La cura, per me, è “il tempo dedicato alla tua rosa”, proprio come dice Antoine de Saint-Exupéry. Il lavoro di cura richiede un grande investimento fisico, emotivo e temporale: ci svuotiamo quando diamo senza tenere in considerazione la necessità di prenderci cura di noi, per “ricaricare il sistema”. Nel sociale si parla di burnout quando la cura dell’altro travolge la persona, svuotandola.
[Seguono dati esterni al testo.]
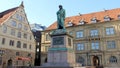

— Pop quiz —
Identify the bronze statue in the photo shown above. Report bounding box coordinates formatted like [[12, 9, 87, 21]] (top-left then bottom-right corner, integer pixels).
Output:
[[57, 5, 65, 29]]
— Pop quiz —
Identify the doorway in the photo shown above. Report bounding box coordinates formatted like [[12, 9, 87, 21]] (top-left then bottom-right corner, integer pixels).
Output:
[[93, 56, 100, 66]]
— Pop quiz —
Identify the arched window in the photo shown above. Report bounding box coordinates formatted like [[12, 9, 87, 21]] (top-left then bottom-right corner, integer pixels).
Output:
[[17, 41, 21, 48], [109, 56, 117, 63], [77, 56, 85, 66]]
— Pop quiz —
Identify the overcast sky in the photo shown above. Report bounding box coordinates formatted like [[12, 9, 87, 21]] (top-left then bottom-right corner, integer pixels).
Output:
[[0, 0, 120, 27]]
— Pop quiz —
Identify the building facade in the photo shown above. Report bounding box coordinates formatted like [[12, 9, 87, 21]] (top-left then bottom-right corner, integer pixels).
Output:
[[30, 23, 46, 66], [41, 8, 120, 67], [0, 2, 36, 68]]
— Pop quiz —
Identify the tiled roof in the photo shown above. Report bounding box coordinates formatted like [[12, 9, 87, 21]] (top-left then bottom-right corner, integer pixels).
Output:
[[0, 7, 18, 24], [47, 8, 120, 30]]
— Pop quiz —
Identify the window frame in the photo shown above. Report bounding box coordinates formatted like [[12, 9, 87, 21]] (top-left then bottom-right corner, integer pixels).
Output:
[[76, 43, 85, 51], [105, 27, 115, 35], [91, 41, 100, 50]]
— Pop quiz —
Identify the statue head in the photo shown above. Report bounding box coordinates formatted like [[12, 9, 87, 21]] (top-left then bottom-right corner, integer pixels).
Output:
[[59, 5, 62, 9]]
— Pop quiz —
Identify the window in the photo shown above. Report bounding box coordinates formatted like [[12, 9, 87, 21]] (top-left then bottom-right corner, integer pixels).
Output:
[[109, 56, 117, 63], [118, 15, 120, 20], [45, 46, 49, 52], [16, 61, 19, 65], [79, 19, 85, 25], [76, 30, 83, 38], [17, 41, 21, 48], [30, 35, 32, 40], [91, 42, 99, 50], [11, 21, 17, 27], [16, 14, 25, 22], [9, 40, 14, 46], [90, 29, 98, 36], [77, 56, 85, 66], [77, 43, 84, 50], [0, 56, 3, 65], [3, 25, 7, 33], [23, 43, 27, 48], [107, 41, 116, 49], [16, 52, 20, 56], [68, 22, 73, 26], [23, 33, 27, 39], [46, 34, 50, 41], [17, 32, 21, 38], [106, 27, 115, 35], [18, 23, 22, 29], [24, 26, 28, 31], [91, 17, 97, 23], [104, 15, 110, 21], [11, 29, 15, 36], [2, 38, 5, 44], [69, 31, 73, 35]]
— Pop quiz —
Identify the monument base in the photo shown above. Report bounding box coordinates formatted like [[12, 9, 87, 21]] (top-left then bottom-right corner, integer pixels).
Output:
[[41, 29, 82, 68]]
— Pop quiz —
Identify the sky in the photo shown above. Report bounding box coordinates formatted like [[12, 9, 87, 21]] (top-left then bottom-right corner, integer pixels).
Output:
[[0, 0, 120, 27]]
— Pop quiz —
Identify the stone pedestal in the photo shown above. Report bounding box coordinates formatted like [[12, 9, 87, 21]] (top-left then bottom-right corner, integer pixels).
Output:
[[43, 29, 80, 67]]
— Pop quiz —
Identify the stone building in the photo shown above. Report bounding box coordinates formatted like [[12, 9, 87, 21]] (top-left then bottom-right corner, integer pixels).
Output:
[[0, 2, 36, 68], [30, 23, 46, 66], [41, 8, 120, 66]]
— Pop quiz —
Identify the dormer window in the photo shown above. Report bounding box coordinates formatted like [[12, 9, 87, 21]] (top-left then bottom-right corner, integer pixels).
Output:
[[68, 22, 73, 26], [118, 14, 120, 20], [104, 15, 110, 21], [91, 17, 97, 23], [79, 19, 85, 25]]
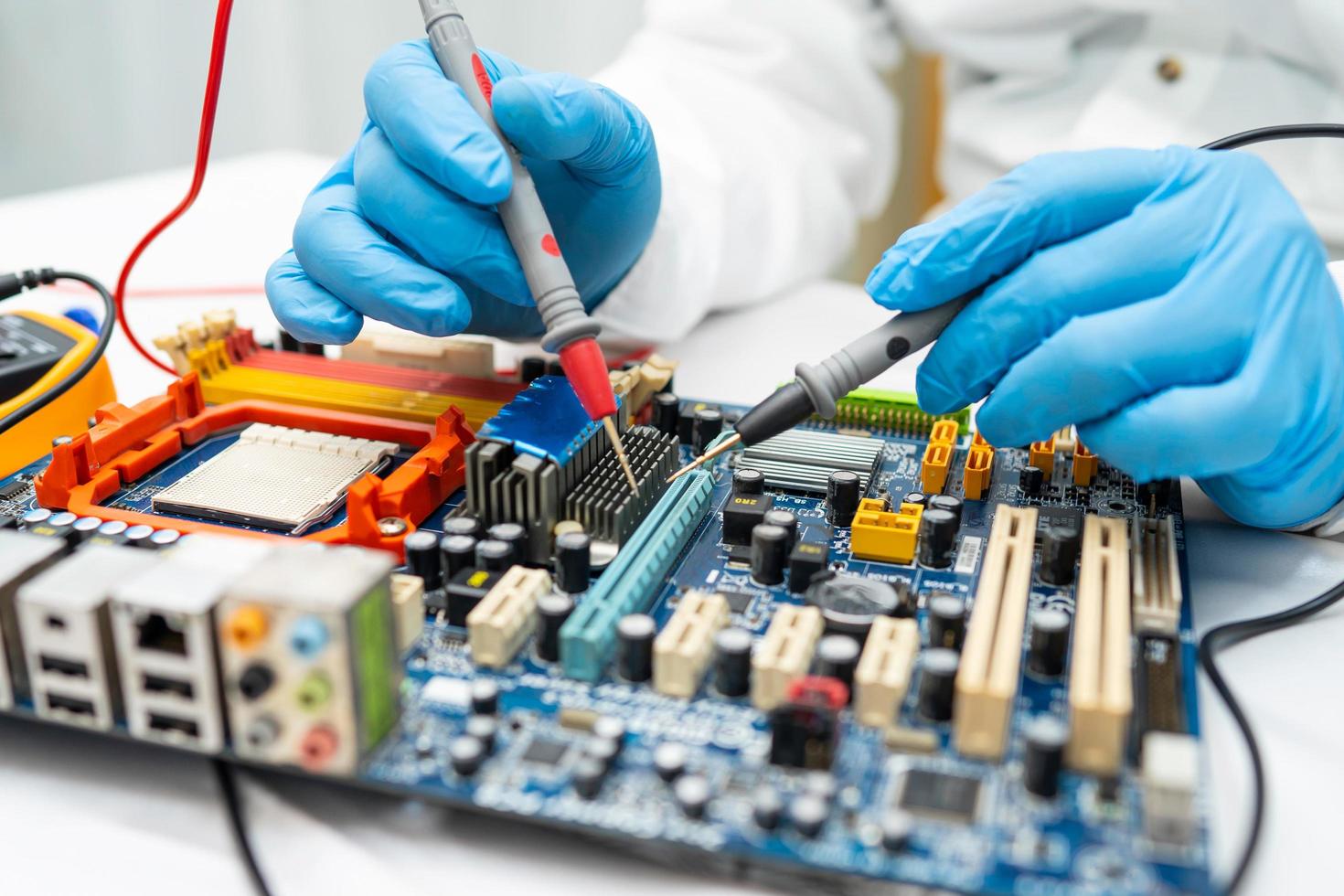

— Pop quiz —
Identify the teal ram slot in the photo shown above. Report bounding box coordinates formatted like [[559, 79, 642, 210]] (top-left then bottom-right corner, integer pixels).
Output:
[[560, 470, 714, 681]]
Quindi la cura è tempo dedicato alla tua rosa, certo, ma anche tempo di silenzio, lontananza, pensiero e ritorno. Il romanzo, tra le altre cose, punta l’attenzione sui cambiamenti sociali del nostro tempo: una volta si ereditavano un cognome e una casa “in cambio” del dovere della cura. Oggi si eredita un cognome, a volte si eredita una casa, ma la cura non è più un dovere: è un bene che si compra e si vende. Viviamo in mezzo a relazioni a contratto: lo sono quelle tra badante e badato, certo, ma lo sono anche quelle familiari e affettive. Esiste un’economia degli affetti e ho provato a raccontarla scavando nel concetto di cura.

 

Il tuo romanzo nasce da storie vere, da relazioni intessute realmente. Che effetto ha avuto questo aspetto della tua riflessione sul tuo lavoro e, in particolare, su un’altra relazione importante per la nascita di un romanzo: quella con il/la tuo/a editor? Che ruolo hanno avuto il/la tuo/a editor e il tuo rapporto con lui/lei nella costruzione del romanzo?

Siamo tutti portatori sani di storie: alcune personali e altre che costruiamo nell’incontro con gli altri. Io lavoro sulla verità narrativa, cioè su come la gente si racconta la sua propria storia. Non mi importa che la versione sia vera o falsa, mi importa capire perché è utile a chi la racconta. Raccolgo molte storie e poi le trasformo, in parte per tutelare chi me le ha regalate, in parte perché il mio è un lavoro creativo e di immaginazione, proprio come quello dello chef che dosa gli ingredienti per farne un piatto ricco di sapore.

Per quanto riguarda il romanzo, sono alla quinta pubblicazione: tre romanzi su cinque sono stati pubblicati da case editrici molto più grandi di Giulio Perrone Editore (Piemme, Baldini + Castoldi). Nel lavoro con Mariacarmela Leto, editor di Perrone, ho trovato alcuni stimoli nuovi. Mariacarmela mi ha incoraggiata a liberarmi dalla necessità di un lieto fine, per esempio, o dal dovere di accompagnare il lettore: “Vogliamo lettori che abbiamo voglia di fare fatica”, mi ha detto. Desiderosi cioè di lavorare in maniera autonoma tra le righe dei non detti e di gestire da sé la relazione con personaggi spinosi, che non tendono la mano. È un rischio: puoi amare o detestare la mia scrittura e la mia storia. È successo e succederà, e lo accetto. Quando scrivo voglio provare meraviglia. Voglio fare anche io, proprio come il lettore, la fatica di andare verso la possibilità di scoprire, riuscire o fallire.